Banks fought against 1983 Bill disclosure provision

 

A provision requiring all persons opening non-resident accounts to swear affidavits which would then be available to the Revenue was dropped from the 1983 Finance Bill following protests from the banks.

The measure was modified by the then Minister for Finance, Mr Alan Dukes.

Fianna Fail had wanted the section of the Bill dropped in its entirety.

The chairman of the Revenue Commissioners, Mr Dermot Quigley, referred to the amendment of the provision when he was questioned about the AIB controversy by the Dail Committee of Public Accounts on Tuesday.

In 1983, the then Fianna Fail spokesman on finance, Mr Michael O'Kennedy, described Mr Dukes's proposal as a "crazy notion" and said that contacts in the banking community had told him that it had already caused people to take money out of the Irish banking system.

During a Report Stage debate, he said non-resident depositors feared that the fact of their having deposits in Ireland would become known to the Revenue authorities in the US and Britain, who would be informed by the Revenue here.

Mr O'Kennedy, who said there was £1.4 billion in non-resident deposits at the time, wanted the measure deleted rather than amended and said Mr Dukes's amendment placed "an impossible burden" on the banks.

Mr Seamus Brennan (FF) said he was aware that at least one of the major banks had privately estimated that up to 50 per cent of the money in non-resident deposits was at risk if Mr Dukes's proposal was not amended.

"The rest of the Finance Bill is just mickey mouse stuff compared with the ramifications and implications of this section," he said.

Mr Gay Mitchell (FG) said at the time the measure was aimed at residents who opened non-resident accounts.

"It is alleged that this is a common practice," he said.

He said the attempts by Fianna Fail deputies to oppose every section of the Bill at Report State as well as at Committee Stage would get them no thanks "from the worker or from the man in the street.
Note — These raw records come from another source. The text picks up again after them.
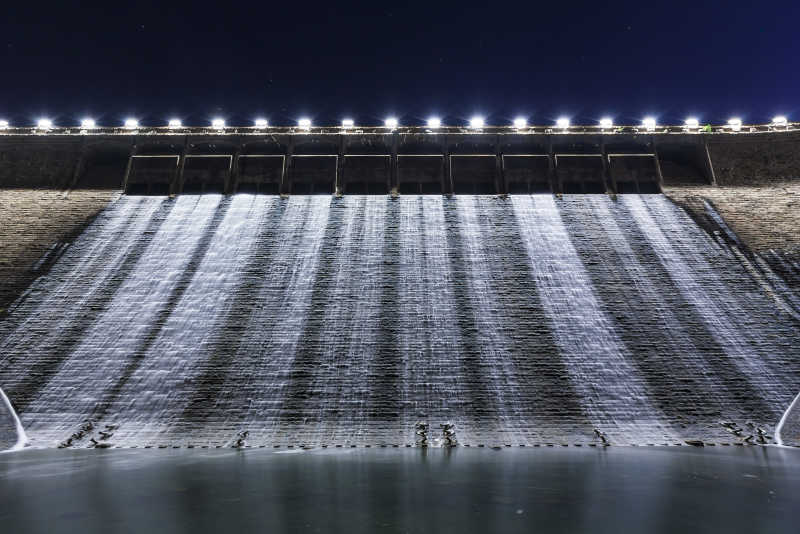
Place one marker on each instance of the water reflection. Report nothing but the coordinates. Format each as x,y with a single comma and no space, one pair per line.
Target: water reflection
405,490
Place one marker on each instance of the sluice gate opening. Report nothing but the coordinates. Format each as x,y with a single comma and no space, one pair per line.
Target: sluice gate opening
323,162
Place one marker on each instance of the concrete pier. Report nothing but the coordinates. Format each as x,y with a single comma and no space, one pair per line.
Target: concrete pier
377,160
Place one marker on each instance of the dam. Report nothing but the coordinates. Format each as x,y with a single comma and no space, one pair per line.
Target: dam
324,288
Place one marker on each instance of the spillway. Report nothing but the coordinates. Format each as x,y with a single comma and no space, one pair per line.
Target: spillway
317,320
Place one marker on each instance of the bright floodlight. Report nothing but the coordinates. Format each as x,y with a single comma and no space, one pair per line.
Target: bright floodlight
780,120
476,122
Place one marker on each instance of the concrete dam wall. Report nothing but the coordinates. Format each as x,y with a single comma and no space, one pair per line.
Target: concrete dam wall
309,320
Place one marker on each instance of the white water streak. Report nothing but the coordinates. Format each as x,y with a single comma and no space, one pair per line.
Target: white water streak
22,439
611,389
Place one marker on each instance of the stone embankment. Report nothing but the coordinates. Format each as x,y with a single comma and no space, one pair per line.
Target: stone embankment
36,226
752,211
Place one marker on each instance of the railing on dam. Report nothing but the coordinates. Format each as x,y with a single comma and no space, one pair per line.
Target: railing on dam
375,160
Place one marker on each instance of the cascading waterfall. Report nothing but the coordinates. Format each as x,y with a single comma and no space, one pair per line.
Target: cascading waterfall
342,321
17,439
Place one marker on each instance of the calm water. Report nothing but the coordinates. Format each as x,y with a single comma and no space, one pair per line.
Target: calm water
402,490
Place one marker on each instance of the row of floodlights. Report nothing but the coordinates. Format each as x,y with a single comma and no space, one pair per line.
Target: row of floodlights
477,122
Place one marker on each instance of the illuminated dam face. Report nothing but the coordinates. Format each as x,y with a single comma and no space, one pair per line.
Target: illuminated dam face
317,320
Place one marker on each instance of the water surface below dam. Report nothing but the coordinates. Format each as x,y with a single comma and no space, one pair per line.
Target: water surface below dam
733,489
318,320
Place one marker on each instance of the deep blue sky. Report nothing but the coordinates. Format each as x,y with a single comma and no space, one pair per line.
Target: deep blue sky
326,60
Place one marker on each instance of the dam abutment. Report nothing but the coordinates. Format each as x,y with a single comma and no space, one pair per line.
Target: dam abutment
373,279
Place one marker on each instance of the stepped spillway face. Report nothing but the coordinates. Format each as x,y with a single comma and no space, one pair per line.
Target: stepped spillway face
343,321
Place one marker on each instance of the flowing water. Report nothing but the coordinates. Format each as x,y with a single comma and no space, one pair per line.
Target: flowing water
344,321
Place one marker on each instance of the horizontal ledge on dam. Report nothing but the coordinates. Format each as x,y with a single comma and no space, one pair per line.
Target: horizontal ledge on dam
492,160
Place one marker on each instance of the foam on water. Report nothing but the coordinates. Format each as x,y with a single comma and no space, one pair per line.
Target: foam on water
319,320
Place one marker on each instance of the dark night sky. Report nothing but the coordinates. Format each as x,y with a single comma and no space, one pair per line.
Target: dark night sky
282,60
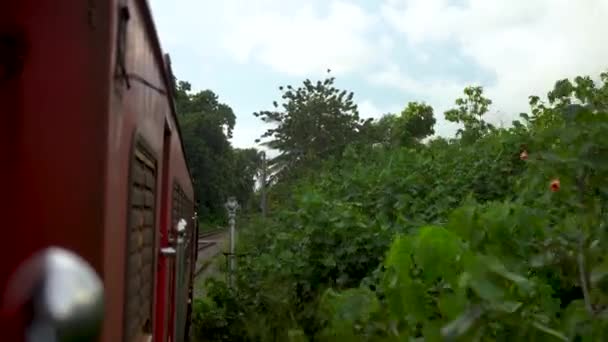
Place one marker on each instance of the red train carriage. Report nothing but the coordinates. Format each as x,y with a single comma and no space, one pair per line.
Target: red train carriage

Probably the only people who will thank them will be those with funds to invest in political parties".

Mr Dukes said the section "is an anti-evasion section to deal with the problem that has been identified and has been known about for some time".

He said he would amend it "in recognition of the importance of the psychology of the market and in recognition of things said from the opposition benches here and in the banking community". The amended section stipulated that non-resident depositors would not normally be required to produce an affidavit.

They would make declarations of non-residence to the banks and, if the bank was not satisfied with the declaration, an affidavit would be sought. This is the current situation.